In the case of our summation problem, we can change to rounding up, which will result in a very different error growth: O(n) rather than O(√n). The errors now all accumulate in the same direction, so they no longer form a random walk

In [15]:

errup = setrounding(Float32, RoundUp) do
    # error in single-precision (Float32) sum, rounding temporarily set to RoundUp
    abs.(my_cumsum(x) .- yexact) ./ abs.(yexact) # relative error in y
end

loglog(n, errup[n])
ylabel("relative error")
xlabel("# summands")
# plot an O(n) line for comparison
loglog([1,length(errup)], [1,length(errup)] * 1e-7, "k--")
text(1e3,4e-4, L"\sim n")
title("naive cumsum implementation, rounded up")

Out[15]:

PyObject Text(0.5, 1.0, 'naive cumsum implementation, rounded up')

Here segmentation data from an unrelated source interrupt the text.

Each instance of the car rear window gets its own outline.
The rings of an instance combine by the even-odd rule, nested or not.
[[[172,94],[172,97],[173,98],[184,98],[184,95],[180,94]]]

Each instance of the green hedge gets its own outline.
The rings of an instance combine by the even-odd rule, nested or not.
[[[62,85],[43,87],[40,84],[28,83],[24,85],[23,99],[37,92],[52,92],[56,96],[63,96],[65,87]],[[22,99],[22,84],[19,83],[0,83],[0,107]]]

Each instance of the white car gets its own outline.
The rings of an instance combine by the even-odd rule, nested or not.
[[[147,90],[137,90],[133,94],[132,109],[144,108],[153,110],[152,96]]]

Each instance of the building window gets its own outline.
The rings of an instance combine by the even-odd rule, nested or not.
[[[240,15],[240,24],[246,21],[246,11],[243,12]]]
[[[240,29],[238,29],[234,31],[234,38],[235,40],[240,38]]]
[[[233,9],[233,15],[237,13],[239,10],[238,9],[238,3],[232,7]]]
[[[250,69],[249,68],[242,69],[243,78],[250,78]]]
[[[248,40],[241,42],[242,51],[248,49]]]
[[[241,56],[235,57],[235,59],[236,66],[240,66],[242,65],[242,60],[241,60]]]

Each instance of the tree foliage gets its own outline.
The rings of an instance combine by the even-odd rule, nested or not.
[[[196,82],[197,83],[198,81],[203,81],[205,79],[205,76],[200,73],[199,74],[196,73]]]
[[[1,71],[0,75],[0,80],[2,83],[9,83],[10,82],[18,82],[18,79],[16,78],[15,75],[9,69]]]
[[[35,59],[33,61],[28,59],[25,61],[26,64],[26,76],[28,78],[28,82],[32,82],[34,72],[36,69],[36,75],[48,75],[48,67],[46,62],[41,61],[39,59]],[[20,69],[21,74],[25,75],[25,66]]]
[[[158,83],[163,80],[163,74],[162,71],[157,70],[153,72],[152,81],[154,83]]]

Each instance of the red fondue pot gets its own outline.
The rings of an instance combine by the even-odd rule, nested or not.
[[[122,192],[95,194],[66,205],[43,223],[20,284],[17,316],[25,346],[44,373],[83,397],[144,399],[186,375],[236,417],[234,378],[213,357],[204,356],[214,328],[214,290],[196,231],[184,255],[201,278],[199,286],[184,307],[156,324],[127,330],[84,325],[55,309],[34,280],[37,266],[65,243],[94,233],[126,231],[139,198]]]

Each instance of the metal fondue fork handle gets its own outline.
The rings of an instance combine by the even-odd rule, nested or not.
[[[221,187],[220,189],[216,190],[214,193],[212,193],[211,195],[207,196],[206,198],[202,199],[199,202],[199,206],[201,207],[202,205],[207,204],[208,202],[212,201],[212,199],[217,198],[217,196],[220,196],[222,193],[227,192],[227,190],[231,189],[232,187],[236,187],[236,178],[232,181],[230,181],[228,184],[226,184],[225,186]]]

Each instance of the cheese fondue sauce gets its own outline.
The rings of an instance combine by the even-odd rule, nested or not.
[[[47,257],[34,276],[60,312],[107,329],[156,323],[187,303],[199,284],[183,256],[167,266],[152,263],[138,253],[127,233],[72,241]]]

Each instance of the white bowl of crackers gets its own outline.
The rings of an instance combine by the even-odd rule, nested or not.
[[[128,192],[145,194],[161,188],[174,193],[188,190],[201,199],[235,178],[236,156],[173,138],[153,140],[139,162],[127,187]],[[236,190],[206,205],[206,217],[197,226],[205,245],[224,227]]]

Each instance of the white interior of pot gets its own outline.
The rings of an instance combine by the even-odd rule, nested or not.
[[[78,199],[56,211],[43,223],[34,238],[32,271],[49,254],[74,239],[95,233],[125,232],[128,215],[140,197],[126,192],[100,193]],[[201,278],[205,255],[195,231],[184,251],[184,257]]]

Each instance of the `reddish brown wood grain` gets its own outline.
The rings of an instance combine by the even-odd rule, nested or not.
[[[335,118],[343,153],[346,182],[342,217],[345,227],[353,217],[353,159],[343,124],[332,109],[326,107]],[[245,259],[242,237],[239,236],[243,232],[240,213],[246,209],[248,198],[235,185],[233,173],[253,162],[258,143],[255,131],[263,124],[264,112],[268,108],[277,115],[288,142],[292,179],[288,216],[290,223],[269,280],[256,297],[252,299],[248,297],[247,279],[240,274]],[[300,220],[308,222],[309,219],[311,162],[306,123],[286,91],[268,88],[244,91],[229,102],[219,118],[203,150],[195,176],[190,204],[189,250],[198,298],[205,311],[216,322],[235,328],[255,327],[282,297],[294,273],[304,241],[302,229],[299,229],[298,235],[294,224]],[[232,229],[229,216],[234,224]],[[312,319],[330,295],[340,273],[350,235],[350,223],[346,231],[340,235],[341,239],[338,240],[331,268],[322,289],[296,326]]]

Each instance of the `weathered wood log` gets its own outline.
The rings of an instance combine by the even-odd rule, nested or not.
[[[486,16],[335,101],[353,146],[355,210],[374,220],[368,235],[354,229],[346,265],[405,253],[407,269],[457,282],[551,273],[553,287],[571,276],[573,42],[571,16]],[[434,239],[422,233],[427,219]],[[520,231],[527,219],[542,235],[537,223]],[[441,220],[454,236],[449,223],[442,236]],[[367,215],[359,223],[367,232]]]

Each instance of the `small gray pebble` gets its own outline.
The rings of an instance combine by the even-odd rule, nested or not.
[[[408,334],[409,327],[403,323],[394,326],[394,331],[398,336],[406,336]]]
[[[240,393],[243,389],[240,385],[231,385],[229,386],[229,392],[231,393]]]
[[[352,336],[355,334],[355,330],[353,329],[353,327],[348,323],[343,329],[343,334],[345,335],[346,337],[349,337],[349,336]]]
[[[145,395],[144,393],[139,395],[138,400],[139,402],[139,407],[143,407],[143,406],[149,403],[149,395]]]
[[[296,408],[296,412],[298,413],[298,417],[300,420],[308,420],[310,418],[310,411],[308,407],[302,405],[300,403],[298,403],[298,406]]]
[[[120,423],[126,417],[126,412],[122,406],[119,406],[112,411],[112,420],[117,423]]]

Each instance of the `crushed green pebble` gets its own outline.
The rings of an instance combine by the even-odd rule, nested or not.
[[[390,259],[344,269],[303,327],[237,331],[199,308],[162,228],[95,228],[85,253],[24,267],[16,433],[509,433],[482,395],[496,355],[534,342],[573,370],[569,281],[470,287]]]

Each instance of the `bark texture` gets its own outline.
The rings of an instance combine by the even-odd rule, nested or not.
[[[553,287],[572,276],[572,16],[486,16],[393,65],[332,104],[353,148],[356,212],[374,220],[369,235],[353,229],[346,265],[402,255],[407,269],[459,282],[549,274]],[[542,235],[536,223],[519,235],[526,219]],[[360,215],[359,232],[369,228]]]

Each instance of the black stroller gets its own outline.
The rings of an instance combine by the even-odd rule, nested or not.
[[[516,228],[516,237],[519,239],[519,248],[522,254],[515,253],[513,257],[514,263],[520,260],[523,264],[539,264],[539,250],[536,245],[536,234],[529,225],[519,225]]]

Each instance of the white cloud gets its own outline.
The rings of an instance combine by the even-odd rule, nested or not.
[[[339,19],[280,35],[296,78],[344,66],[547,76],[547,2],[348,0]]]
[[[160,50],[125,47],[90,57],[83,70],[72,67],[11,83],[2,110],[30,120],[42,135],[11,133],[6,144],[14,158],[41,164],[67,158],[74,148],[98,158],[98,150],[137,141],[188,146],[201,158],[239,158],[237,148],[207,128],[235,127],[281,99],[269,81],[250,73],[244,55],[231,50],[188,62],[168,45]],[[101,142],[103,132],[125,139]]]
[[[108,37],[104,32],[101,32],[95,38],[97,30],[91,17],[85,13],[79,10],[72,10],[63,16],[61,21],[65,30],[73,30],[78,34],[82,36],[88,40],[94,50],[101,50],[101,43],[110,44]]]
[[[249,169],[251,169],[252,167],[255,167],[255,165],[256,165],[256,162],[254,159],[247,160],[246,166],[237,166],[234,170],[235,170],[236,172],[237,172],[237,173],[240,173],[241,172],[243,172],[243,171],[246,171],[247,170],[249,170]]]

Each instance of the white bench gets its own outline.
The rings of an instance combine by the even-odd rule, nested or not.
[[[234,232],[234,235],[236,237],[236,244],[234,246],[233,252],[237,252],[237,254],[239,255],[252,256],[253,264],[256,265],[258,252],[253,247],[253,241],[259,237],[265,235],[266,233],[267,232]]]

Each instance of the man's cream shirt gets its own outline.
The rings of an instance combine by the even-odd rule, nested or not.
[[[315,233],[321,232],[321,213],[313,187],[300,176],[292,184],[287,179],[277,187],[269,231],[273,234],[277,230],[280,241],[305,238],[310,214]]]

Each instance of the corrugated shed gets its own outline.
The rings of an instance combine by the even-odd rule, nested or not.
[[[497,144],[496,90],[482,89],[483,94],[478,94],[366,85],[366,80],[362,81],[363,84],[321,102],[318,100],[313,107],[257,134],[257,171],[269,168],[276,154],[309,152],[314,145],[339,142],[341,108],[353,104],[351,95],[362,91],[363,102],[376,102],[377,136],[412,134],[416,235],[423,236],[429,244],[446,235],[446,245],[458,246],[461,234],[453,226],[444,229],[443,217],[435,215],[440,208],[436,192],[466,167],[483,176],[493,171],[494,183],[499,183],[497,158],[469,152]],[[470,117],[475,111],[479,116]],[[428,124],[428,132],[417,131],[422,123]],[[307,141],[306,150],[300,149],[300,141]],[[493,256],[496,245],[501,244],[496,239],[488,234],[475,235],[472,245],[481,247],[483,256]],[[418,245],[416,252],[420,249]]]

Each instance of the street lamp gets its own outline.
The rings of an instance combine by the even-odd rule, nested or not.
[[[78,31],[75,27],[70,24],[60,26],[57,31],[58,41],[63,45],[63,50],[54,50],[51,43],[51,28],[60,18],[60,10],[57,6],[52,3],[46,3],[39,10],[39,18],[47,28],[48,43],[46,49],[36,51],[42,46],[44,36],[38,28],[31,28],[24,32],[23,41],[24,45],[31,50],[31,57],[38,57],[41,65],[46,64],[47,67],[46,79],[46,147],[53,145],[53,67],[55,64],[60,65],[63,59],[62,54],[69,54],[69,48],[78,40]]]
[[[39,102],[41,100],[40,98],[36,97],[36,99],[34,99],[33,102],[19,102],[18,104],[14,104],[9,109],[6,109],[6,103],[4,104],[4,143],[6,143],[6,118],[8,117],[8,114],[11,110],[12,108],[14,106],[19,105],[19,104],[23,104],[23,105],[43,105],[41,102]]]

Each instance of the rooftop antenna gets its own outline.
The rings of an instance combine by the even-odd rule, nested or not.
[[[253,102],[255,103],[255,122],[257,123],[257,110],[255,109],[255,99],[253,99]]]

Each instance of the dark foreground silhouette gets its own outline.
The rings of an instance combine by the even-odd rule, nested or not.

Overflow, Underflow, Inf, and NaN¶

Because a floating-point value uses a finite number of bits to store the exponent e, there is a maximum and minimum magnitude for floating-point values. If you go over the maximum, you overflow to a special Inf value (or -Inf for large negative values), representing $\infty$. If you go under the minimum, you underflow to $\pm 0.0$, where $-0$ is used to represent e.g. a value that underflowed from the negative side.

In [16]:

1e300 # okay: 10³⁰⁰ is in the representable range

Out[16]:

1.0e300

In [17]:

(1e300)^2 # overflows

Out[17]:

Inf

We can get the maximum representable magnitude via floatmax

In [18]:

floatmax(Float64), floatmax(Float32)

Out[18]:

(1.7976931348623157e308, 3.4028235f38)

In [19]:

1e-300 # okay

Out[19]:

1.0e-300

In [20]:

(1e-300)^2 # underflows to +0

Out[20]:

0.0

You can use floatmin in Julia to find the minimum-magnitude floating-point value:

In [21]:

floatmin(Float64), floatmin(Float32)

Out[21]:

(2.2250738585072014e-308, 1.1754944f-38)

In [22]:

-1e-300 * 1e-300 # underflows to -0

Out[22]:

-0.0

While -0 is printed differently from +0, they still compare equal. However, you will notice the difference if you do something that depends on the sign:

In [23]:

+0.0 == -0.0

Out[23]:

true

In [24]:

1 / +0.0, 1 / -0.0

Out[24]:

(Inf, -Inf)

In [25]:

signbit(+0.0), signbit(-0.0)

Out[25]:

(false, true)

Since 1/-Inf is -0.0, this has the nice property that:

In [26]:

1 / (1 / -Inf)

Out[26]:

-Inf

A special value NaN ("not a number") is used to represent the result of floating-point operations that can't be defined in a sensible way (e.g. indeterminate forms):

In [27]:

0 * Inf, Inf / Inf, 0 / 0

Out[27]:

(NaN, NaN, NaN)

In some other languages, NaN is also used to signal that a function cannot be evaluated. For example, in C, sqrt(-1.0) returns NaN. However, Julia typically throws an exception in these cases:

In [28]:

sqrt(-1.0)

DomainError with -1.0:
sqrt will only return a complex result if called with a complex argument. Try sqrt(Complex(x)).

Stacktrace:
 [1] throw_complex_domainerror(::Symbol, ::Float64) at ./math.jl:31
 [2] sqrt(::Float64) at ./math.jl:492
 [3] top-level scope at In[28]:1

If you want a complex output from the sqrt function, you need to give it a complex input:

In [29]:

sqrt(-1.0 + 0im)

Out[29]:

0.0 + 1.0im

The reason for this is a technical criterion called type stability that is essential for Julia code to be compiled to fast machine instructions. (The lack of type stability in many standard-library functions is a key contributor to the difficulty of retrofitting fast compilers to languages like Python and Matlab.)